Ekspor batubara Indonesia pada semester I 2025 mencapai 238 juta ton dari total produksi 357,6 juta ton, atau sekitar 66,6%. Walaupun belum ada data resmi mengenai nilai restitusi PPN batubara, diperkirakan lebih dari 50% restitusi berasal dari sektor ini. Dengan penjualan lokal hanya 33,4%, potensi PPN Masukan batubara diperkirakan mencapai Rp85 triliun.

Sebelum adanya perubahan regulasi, barang hasil pertambangan yang diambil langsung dari sumbernya bukan merupakan objek PPN. Artinya, PPN yang dibayarkan perusahaan tambang kepada pemasok atas pembelian barang atau jasa untuk kegiatan tambang tidak dapat direstitusi atau dikreditkan.
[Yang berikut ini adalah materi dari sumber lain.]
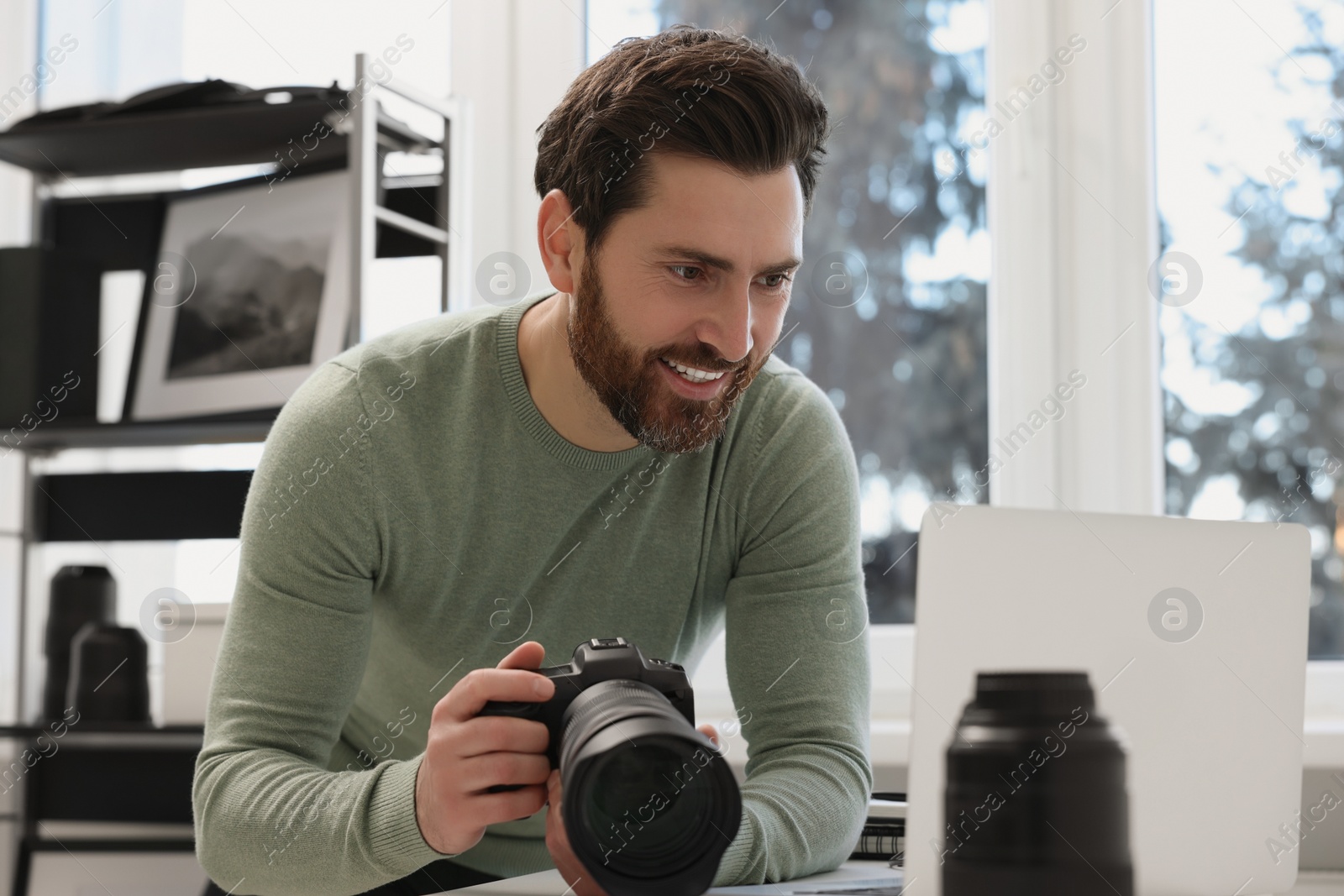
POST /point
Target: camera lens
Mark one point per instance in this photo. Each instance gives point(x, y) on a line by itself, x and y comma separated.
point(1035, 797)
point(647, 799)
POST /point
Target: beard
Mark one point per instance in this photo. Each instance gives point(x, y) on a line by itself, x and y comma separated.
point(631, 387)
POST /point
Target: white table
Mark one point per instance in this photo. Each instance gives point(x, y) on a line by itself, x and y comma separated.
point(850, 875)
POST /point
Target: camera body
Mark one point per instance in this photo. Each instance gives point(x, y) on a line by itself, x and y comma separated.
point(648, 802)
point(595, 661)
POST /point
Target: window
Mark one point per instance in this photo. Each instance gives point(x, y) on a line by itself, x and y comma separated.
point(1250, 165)
point(889, 311)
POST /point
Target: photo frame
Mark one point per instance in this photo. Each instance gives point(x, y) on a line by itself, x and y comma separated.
point(249, 295)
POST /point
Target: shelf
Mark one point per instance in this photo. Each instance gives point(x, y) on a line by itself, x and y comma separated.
point(145, 434)
point(205, 137)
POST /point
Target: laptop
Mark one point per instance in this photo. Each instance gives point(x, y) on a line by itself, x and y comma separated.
point(1194, 636)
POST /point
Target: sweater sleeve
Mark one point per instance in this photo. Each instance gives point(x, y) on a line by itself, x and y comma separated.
point(269, 815)
point(797, 645)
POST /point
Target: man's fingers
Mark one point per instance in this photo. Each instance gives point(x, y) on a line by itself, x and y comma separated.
point(711, 732)
point(524, 656)
point(479, 685)
point(479, 773)
point(508, 805)
point(499, 734)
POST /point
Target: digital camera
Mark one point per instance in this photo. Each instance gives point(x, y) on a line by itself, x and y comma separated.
point(648, 802)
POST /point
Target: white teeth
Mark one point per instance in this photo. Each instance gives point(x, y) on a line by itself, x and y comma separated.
point(694, 374)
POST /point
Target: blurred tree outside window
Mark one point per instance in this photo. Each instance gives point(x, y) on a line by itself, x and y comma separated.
point(1250, 165)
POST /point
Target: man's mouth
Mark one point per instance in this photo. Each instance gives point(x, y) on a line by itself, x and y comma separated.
point(694, 374)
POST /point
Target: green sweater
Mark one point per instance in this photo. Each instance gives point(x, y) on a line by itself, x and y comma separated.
point(414, 517)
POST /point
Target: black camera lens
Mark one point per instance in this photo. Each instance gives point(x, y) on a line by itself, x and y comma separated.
point(647, 799)
point(1035, 799)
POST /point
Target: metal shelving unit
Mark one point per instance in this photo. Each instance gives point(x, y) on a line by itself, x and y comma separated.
point(413, 228)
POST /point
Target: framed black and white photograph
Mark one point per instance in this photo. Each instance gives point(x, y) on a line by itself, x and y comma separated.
point(249, 295)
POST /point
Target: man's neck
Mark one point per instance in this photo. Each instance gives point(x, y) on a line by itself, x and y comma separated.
point(555, 385)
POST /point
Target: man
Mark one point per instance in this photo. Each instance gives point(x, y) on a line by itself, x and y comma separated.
point(620, 456)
PPN ini menjadi biaya produksi, mengurangi laba usaha, dan secara langsung menambah penerimaan negara sebesar Rp85 triliun.
Namun, sejak 1 April 2022, Undang-Undang Nomor 7 Tahun 2021 tentang Harmonisasi Peraturan Perpajakan (UU HPP) mengubah status hasil tambang menjadi objek PPN. Perubahan ini berdampak signifikan, membuat PPN Masukan pada perusahaan tambang menjadi dapat dikreditkan. Karena penjualan lokal batubara hanya 33,4%, PPN Masukan menjadi lebih besar dari PPN Keluaran, sehingga perusahaan tambang berhak atas restitusi PPN. Kondisi ini menimbulkan pertanyaan besar mengenai efektivitas kebijakan dan potensi kehilangan penerimaan negara.